Women can do horror, insists 'Saint Maud' filmmaker Rose Glass
Rose Glass finds it a "little bit boring" that people don't associate female directors with horror films.
The 30-year-old filmmaker has been praised for horror flick 'Saint Maud' – which marks her feature-length directorial debut – but suggests that idea of female directors helming horror films isn't that "unusual".
Rose explained: "The idea of a woman directing a horror film can't be that (unusual).
"Yes, there haven't been many horror films directed by women but there's a lot of films and genres that haven't across the board.
"I feel like some people want to make some sort of clever-sounding link between the female experience and the intrinsic horror within. It seems more likely that horror has always been a genre that first-time directors are kind of attracted to. They're easier to get made."

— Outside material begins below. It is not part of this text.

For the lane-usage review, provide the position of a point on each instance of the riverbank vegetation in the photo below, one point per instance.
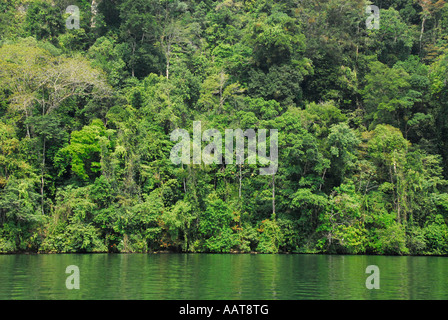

Rose's film tells the story of Catholic nurse Maud (Morfydd Clark) who fears she is becoming possessed when she becomes fixated on the patient in her care, embittered former dancer Amanda (Jennifer Ehle). It was initially inspired by 'Misery' but Glass began delving into the character.
She said: "There was a draft of the film, where the whole thing took place in the house pretty much and Maud was tying Amanda to the bed and torturing her, but very quickly she became this kind of mindless villain and not very convincing. It veered away from that when I started to go a bit deeper into the character."
Rose also admitted that she doesn't particularly care if audiences judge 'Saint Maud' as a traditional horror movie.
She told The I newspaper: "I'm starting to care less and less to be honest. I get why people want to put things in a particular bracket, so they know exactly what they're going to see.
"Writing and directing it, I approached it just very much from seeing it as a fun, messed-up character study. It definitely veers into horror, I've been told by those who find it scary. But it's definitely not packed with jump scares."